Jakarta, 25 November 2025 – PT Kereta Api Indonesia (Persero) atau KAI menetapkan kesiapan penuh dalam menghadapi Masa Angkutan Natal 2025 dan Tahun Baru 2026 (Nataru), dengan menekankan bahwa keandalan transportasi publik adalah kunci utama untuk menjaga kelancaran perjalanan masyarakat. Masa angkutan selama 18 hari (18 Desember 2025 hingga 4 Januari 2026) ini menjadi momen penting bagi KAI untuk membuktikan komitmen tersebut.
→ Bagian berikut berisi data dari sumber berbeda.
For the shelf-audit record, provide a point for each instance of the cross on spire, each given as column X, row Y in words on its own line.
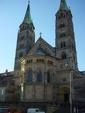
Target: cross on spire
column 29, row 2
column 63, row 5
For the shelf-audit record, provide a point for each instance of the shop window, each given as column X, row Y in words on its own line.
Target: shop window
column 29, row 76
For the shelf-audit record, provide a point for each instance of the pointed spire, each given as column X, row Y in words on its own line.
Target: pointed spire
column 27, row 18
column 63, row 5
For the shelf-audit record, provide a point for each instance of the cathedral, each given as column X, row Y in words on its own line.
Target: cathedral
column 43, row 73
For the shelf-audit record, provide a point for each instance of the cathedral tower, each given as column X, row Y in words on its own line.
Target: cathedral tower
column 65, row 39
column 26, row 37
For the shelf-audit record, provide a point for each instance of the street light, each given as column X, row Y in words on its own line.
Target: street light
column 22, row 61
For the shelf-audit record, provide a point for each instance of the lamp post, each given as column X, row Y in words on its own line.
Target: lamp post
column 22, row 77
column 71, row 91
Direktur Utama KAI, Bobby Rasyidin, dalam konferensi pers, menyampaikan bahwa keandalan KAI Group di momen libur panjang ini sangat vital dalam mendukung mobilitas masyarakat yang hendak berkumpul dengan keluarga. KAI telah menyiapkan total 49.635.448 tempat duduk, yang merupakan peningkatan sebesar 8,9 persen dari tahun sebelumnya, serta menambah 54 perjalanan KA Antarkota per hari.
Keselamatan ditetapkan sebagai tujuan utama. Kesiapan operasional didukung oleh Posko Terpadu Nataru yang diaktifkan kembali untuk memantau kondisi real time, serta pengerahan sarana back up seperti 19 lokomotif dan 3 crane di lokasi strategis. Penguatan infrastruktur dilakukan melalui pemasangan 84.525 meter rel baru yang bertujuan meningkatkan kestabilan perjalanan.
“Kami memastikan layanan KAI siap mendukung masyarakat menikmati perjalanan akhir tahun dengan aman dan lancar,” ujar Bobby Rasyidin. Kesiapan penuh ini didukung pula oleh 2.483 petugas tambahan yang dikerahkan dan program-program kemudahan seperti diskon 30 persen tiket Ekonomi Komersial untuk 1.509.080 pelanggan.